A
l’Élysée, on ne sait pas quoi penser de ces gilets jaunes. Et si Macron
tente de circonscrire l’incendie avec des mesurettes, il a sans doute
mal évalué la colère provoquée par sa politique et le rejet de sa
personne.
L’Élysée, nouvelle
cible des gilets jaunes ? Si plusieurs citoyens appellent à « marcher
sur l’Élysée », c’est bien que son occupant est visé en premier lieu. Et
ce ne sont pas la hausse du chèque énergie (de 150 à 200 euros) et
l’extension de la prime à la conversion (1 000 euros pour un achat de
voiture moins polluante, 2 000 pour les ménages non imposables) qui vont
calmer le ras-le-bol général dû au pouvoir d’achat. Mais, la question
est dans tous les esprits : quelle sera l’ampleur de la contestation ?

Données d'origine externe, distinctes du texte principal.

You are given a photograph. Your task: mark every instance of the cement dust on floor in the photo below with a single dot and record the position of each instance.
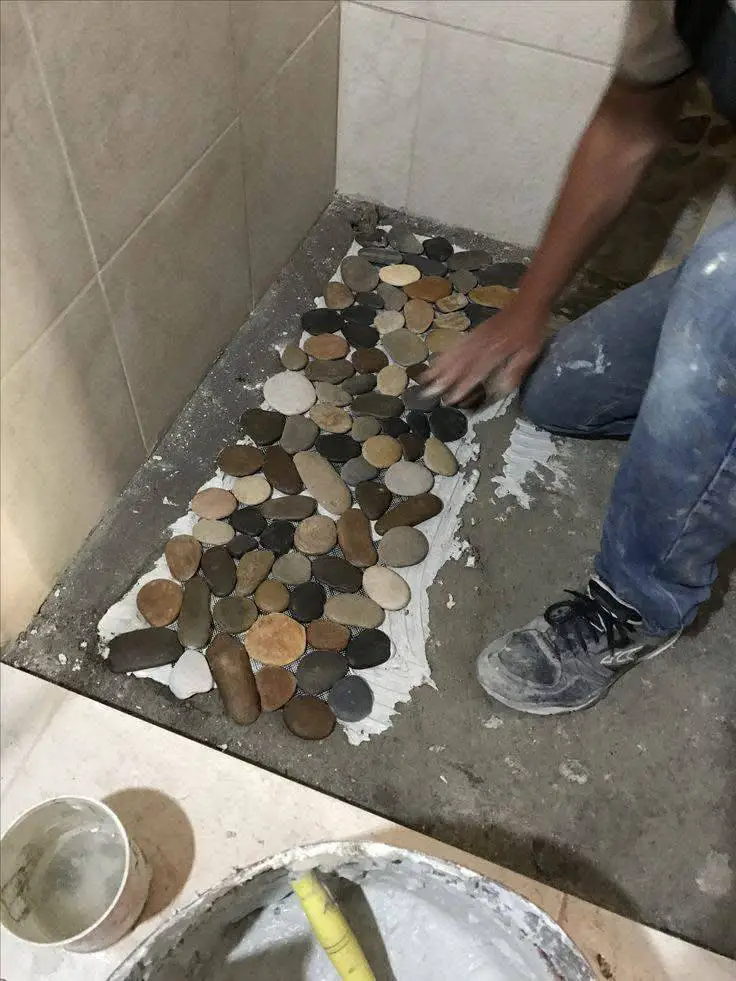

Constitué via Internet, en dehors de toute organisation traditionnelle,
le mouvement est inédit. Et le mot d’ordre flou : il mélange autant les
hausses des taxes sur les carburants que celle de la CSG pour les
retraités, la limitation à 80 km/h, mais également la façon de gouverner
de Macron. « Je me méfie toujours de ces mouvements où on mélange tout
», s’est-il écrié lors des célébrations de la Grande Guerre. Mais lors
d’une réunion de crise à Matignon – il s’en est tenu trois en une
semaine, preuve de la fébrilité du gouvernement –, il s’est enquis : «
Peut-il y avoir une jonction des mécontentements ? » Lors de son «
itinérance mémorielle » dans le nord et l’est de la France, pas une
sortie sans être interpellé, parfois de façon rude, sur les sujets
relatifs au pouvoir d’achat. Comme souvent, il s’est vanté d’aller « au
contact de la colère » mais pour mieux afficher ce mépris de classe qui
le caractérise. « Je suis sûr que vous y gagnez au total », a-t-il
répondu à une femme, dans la droite ligne de son « pour trouver du
travail il suffit de traverser la route » – ce qui a certes l’avantage
de ne rien coûter en carburant. À un autre quidam l’interpellant, « le
17 novembre vous allez la voir la colère qui monte », il a rétorqué : «
le carburant, c’est pas bibi ! », au mépris des évidences. En creux,
c’est l’ensemble de la politique du président – Édouard Philippe et le
gouvernement étant davantage perçus comme de simples exécutants – qui
est en ligne de mire. Selon une étude Ifop, 82 % des Français pensent
que Macron n’est pas « proche de leurs préoccupations », et 72 % que
leur pouvoir d’achat a baissé depuis l’élection de 2017. Au point que le
doute atteint les rangs de la majorité : plusieurs députés LaREM ont
ainsi mis en garde. « Dans cette période difficile économiquement, où le
prix du baril est élevé, l’État devrait faire un geste », estime
Frédéric Barbier, député macroniste du Doubs. Avant d’ajouter : « Et ne
pas réaliser une forme d’enrichissement. » Une phrase qui en dit long,
alors que ces taxes sont plutôt destinées à combler les cadeaux fiscaux
aux riches et aux entreprises, comme le résume le réseau d’associations
Amorce, mis à contribution dans le cadre du rapport gouvernemental du
Comité pour l’économie verte : « Elles (les taxes – ndlr) ne doivent pas
avoir pour principal objectif de compenser la suppression de la taxe
d’habitation. » D’autant que ces taxes ne visent que les ménages, comme
le rappelle Ian Brossat, chef de file du PCF aux européennes, face au
proche de Macron, le député Sacha Houlié : « Pourquoi ne taxez-vous pas
les profits de Total ? » Et de rappeler que les entreprises du secteur
routier et aérien sont dispensées des taxes sur le carburant, et que
l’impact est beaucoup plus fort sur les ménages modestes. « Les mêmes
qui râlent contre la hausse des carburants réclament qu’on lutte contre
la pollution de l’air », déclare Macron. Problème : les Français
semblent avoir compris que sa politique écologique, plus de deux mois
après le départ argumenté de Nicolas Hulot, ne tient pas la route.